Remember Me
- First edition
- Author: Mary Higgins Clark
- Cover artist: Paul Bacon
- Language: English
- Genre: Suspense
- Published: 1994
- Publisher: Simon & Schuster
- Publication place: United States
- Media type: Print (hardback & paperback), Online
- Pages: 496 pp (Hardcover)
- ISBN: 978-0-671-89468-9
- Preceded by: I'll Be Seeing You
- Followed by: The Lottery Winner

= Remember Me (Clark novel) =

1994 novel by Mary Higgins Clark

Remember Me is a 1994 suspense novel by American author Mary Higgins Clark.

==Synopsis==
After losing her young son Bobby in a tragic accident, bereaved mother Menley Nichols finds her relationship with husband Adam, a high-profile criminal attorney, steadily falling apart. However, the birth of their second child, Hannah, promises to save their marriage, and the three of them start a new life in a rented house on Cape Cod.

But as Menley will soon learn, things are never that simple. For at her new home, the aptly named Remember House, strange incidents force her into reliving the terrible night she lost her son, and she soon fears for the safety of her new daughter. Meanwhile, Adam takes on a client suspected of drowning his wife, and the two scenarios soon collide and result in a dramatic final confrontation on a rainswept beach for the Nicholses.

==Reception==

The novel was a critical and commercial success, topping The New York Times bestseller lists and garnering positive reviews.

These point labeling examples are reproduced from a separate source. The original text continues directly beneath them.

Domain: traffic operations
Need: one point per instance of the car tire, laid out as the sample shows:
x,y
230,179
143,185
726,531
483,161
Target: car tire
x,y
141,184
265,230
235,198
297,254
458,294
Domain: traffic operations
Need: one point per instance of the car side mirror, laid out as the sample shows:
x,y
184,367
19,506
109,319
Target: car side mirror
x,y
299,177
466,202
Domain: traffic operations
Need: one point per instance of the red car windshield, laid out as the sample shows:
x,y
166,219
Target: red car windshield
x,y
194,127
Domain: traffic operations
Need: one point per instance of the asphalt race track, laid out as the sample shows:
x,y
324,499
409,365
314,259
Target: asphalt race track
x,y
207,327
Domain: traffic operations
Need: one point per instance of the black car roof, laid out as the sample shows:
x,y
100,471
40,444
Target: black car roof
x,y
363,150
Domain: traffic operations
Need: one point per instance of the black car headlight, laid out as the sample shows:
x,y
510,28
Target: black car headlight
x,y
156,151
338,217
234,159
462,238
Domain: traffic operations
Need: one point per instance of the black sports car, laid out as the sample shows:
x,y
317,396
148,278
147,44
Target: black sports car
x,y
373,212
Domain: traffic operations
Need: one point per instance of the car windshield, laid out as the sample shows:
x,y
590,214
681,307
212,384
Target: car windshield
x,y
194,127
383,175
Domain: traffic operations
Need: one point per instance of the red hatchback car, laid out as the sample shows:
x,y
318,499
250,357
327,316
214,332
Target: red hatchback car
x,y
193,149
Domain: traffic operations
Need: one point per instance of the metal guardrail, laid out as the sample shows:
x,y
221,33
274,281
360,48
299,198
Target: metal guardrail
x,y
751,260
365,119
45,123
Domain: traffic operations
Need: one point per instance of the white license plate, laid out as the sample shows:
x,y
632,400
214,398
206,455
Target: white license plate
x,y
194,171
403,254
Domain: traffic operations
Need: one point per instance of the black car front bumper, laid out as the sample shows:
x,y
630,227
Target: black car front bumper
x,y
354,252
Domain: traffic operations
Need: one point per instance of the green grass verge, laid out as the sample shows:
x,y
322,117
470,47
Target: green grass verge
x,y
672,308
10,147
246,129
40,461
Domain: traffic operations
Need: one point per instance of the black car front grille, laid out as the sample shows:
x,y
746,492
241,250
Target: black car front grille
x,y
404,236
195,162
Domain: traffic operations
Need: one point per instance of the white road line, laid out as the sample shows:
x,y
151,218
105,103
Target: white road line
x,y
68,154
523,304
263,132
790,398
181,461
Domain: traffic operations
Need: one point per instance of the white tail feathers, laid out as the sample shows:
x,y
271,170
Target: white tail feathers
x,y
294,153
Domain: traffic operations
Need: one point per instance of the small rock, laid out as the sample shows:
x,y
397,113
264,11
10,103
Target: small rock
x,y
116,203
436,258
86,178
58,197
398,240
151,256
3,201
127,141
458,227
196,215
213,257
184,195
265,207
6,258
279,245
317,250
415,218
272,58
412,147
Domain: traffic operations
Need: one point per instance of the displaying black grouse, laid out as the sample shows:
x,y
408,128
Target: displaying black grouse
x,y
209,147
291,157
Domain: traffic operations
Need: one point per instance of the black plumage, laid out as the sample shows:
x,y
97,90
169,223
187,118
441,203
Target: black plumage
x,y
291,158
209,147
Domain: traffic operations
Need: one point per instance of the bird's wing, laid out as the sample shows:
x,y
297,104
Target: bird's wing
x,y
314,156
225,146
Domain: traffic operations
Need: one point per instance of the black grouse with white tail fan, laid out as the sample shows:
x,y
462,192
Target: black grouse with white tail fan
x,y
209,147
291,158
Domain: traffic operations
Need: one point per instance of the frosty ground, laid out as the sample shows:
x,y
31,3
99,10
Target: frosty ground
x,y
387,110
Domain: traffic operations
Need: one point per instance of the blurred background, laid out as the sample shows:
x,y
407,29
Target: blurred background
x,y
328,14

- "Clark takes the reader on a mysterious and suspenseful ride, twisting plot after plot... A fascinating climax..." - Tam Gordon, Nashville Banner
- "A grippingly readable thriller... Mary Higgins Clark does wonders." - Les Roberts, The Plain Dealer
- "Remember Me pulls it off brilliantly, harkening back to the best of Daphne Du Maurier." - Susan Toepfer, People
- "In "Remember Me", Mary Higgins Clark returns to Cape Cod, the scene of her first novel "Where Are the Children"... Her enduring theme - children in peril - is one she does well." - Elaine Budd, Hartford Courant

==Television adaptation==
A television adaptation of the novel directed by Michael Switzer and starring Kelly McGillis was broadcast on CBS on November 19, 1995.